HCD chats over cheese and wine #6: Transitions in theory and practice
This event brings together an impressive panel of people with dexterous practices in design, business, research, anthropology and philosophy to discuss transitions in theory and practice, using an emerging and somewhat contested movement of Transition Design as a fulcrum and catalyst.
“At its crudest, Transition Design aspires to rekindle the large-scale ambitions that surrounded the formalization of design in the first place, at the beginning of the 20th century. The crises that are symptomatic of the unsustainability of how our societies are currently organized demands radical and immediate structural change. We need to completely redesign not only how we resource our everyday lives but also the very values that motivate those ways of living… This is why the top compass point of the Transition Design model is visions. However, the total design project of modernism was part of the problem. Early designers on either side of the Atlantic had strong visions that they often managed to impose with procrustean force. Because these visions were universalist, the designers paid no attention to local specificity, whether cultural or bioregional. The resulting displacement cleared the way for the commodity flows of globalization.

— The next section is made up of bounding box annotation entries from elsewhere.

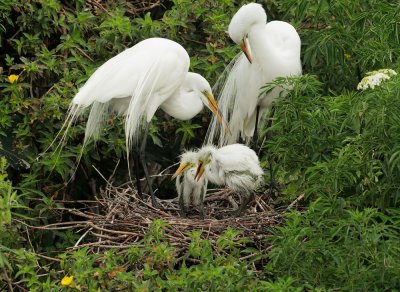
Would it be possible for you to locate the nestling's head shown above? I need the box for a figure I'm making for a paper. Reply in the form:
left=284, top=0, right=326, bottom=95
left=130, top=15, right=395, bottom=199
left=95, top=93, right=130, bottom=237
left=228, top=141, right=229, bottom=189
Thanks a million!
left=195, top=145, right=216, bottom=181
left=185, top=72, right=231, bottom=133
left=171, top=151, right=198, bottom=179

Transition Design therefore tries to qualify its reinvocation of rapid, ambitious structural change. Transition Design asks that those visions motivating change be context-specific and modifiable to all that happens as change is implemented. To do this, designers need more sophisticated theories of change than to materialize the vision. They need to understand, at the level of practice expertise, what it means to try to enable structural change in complexes of living systems and sociotechnical systems.” (Tonkinwise 2019 in ‘Design’s (Dis)orders: Mediating Systems-Level Transition Design‘)
Panelists:
Dr Melisa Duque Hurtado (Digital Ethnography Research Centre, RMIT)
Dr Stefanie Di Russo (Principal Designer at NAB)
Dr Chris Marmo (Co-founder and Research Director, Papergiant)
Prof. Cameron Tonkinwise (UTS)
The event will be recorded as a podcast, adding to the series “HCD chats over cheese and wine“, led and facilitated by Yoko Akama for the Masters of Design Futures (RMIT), that navigates through some of the challenging dimensions of human-centred design.